M.B. : Vous avez écrit ce livre pendant la pandémie et alors que vous-même vous vous battiez contre un cancer. D’où tenez-vous cet optimisme ?

Cardinal De Kesel : Je ne parlerais pas d’optimisme mais de confiance. Oui, j’ai vécue cette période difficile dans la confiance. Mais cela ne se décide pas, la confiance, on la reçoit. Dans cette crise, j’ai vu beaucoup de réactions très sécularisées : les diverses mesures sanitaires ont été interprétées comme autant d’atteintes à nos droits et nos libertés et chacun voulait revenir au plus vite à la situation antérieure. Il me semble que nous pouvons aussi vivre cette crise comme une épreuve spirituelle à traverser. De même que ma maladie m’a mis devant ma fragilité, de même la pandémie nous a tous mis devant notre fragilité personnelle et collective. La crise nous oblige ainsi à apprendre à vivre avec nos fragilités, à vivre avec nos limites. Elle nous enseigne que notre liberté a des limites, qu’il n’existe pas de liberté absolue. Cela m’a fait penser au livre de l’Exode, où Dieu fait faire un détour au peuple juif.
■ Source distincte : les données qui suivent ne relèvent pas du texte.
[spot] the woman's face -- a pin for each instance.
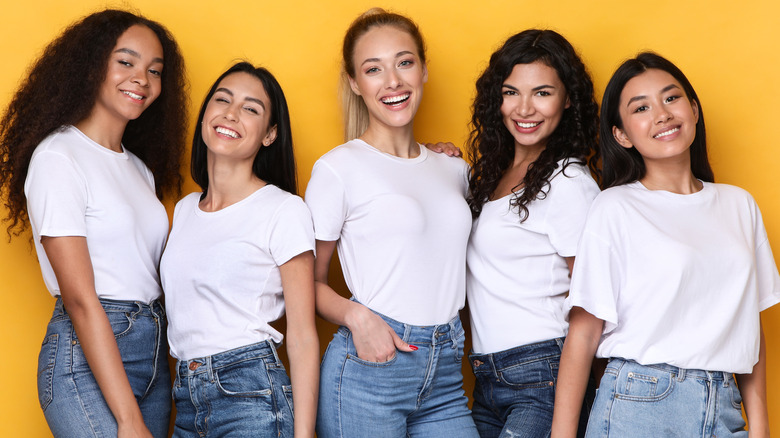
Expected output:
(658, 118)
(534, 99)
(235, 122)
(134, 75)
(389, 75)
Quand Dieu nous fait faire un détour, c’est qu’il veut nous apprendre quelque chose, quelque chose d’essentiel que nous risquons sinon d’oublier. Lorsque l’on accepte l’épreuve et le détour, alors il n’est plus question de revenir à la situation d’avant, car nous sortons changés de la crise. Personnellement j’ai trouvé beaucoup de soutien dans les Psaumes de la prière des heures. Bien sûr, je les connaissais tous depuis longtemps, mais c’est comme si les cris et les angoisses qui s’y expriment, devenaient les miens. Je ne les prie plus de la même façon, l’épreuve de la maladie m’a changé. Collectivement, l’épreuve peut aussi nous changer. Accepter de vivre avec nos fragilités peut ouvrir nos yeux sur les fragilités de tant de personnes autour de nous qui peinent dans la vie. Ainsi, si nous acceptons de faire le détour auquel Dieu nous invite, une société plus fraternelle pourrait voir le jour.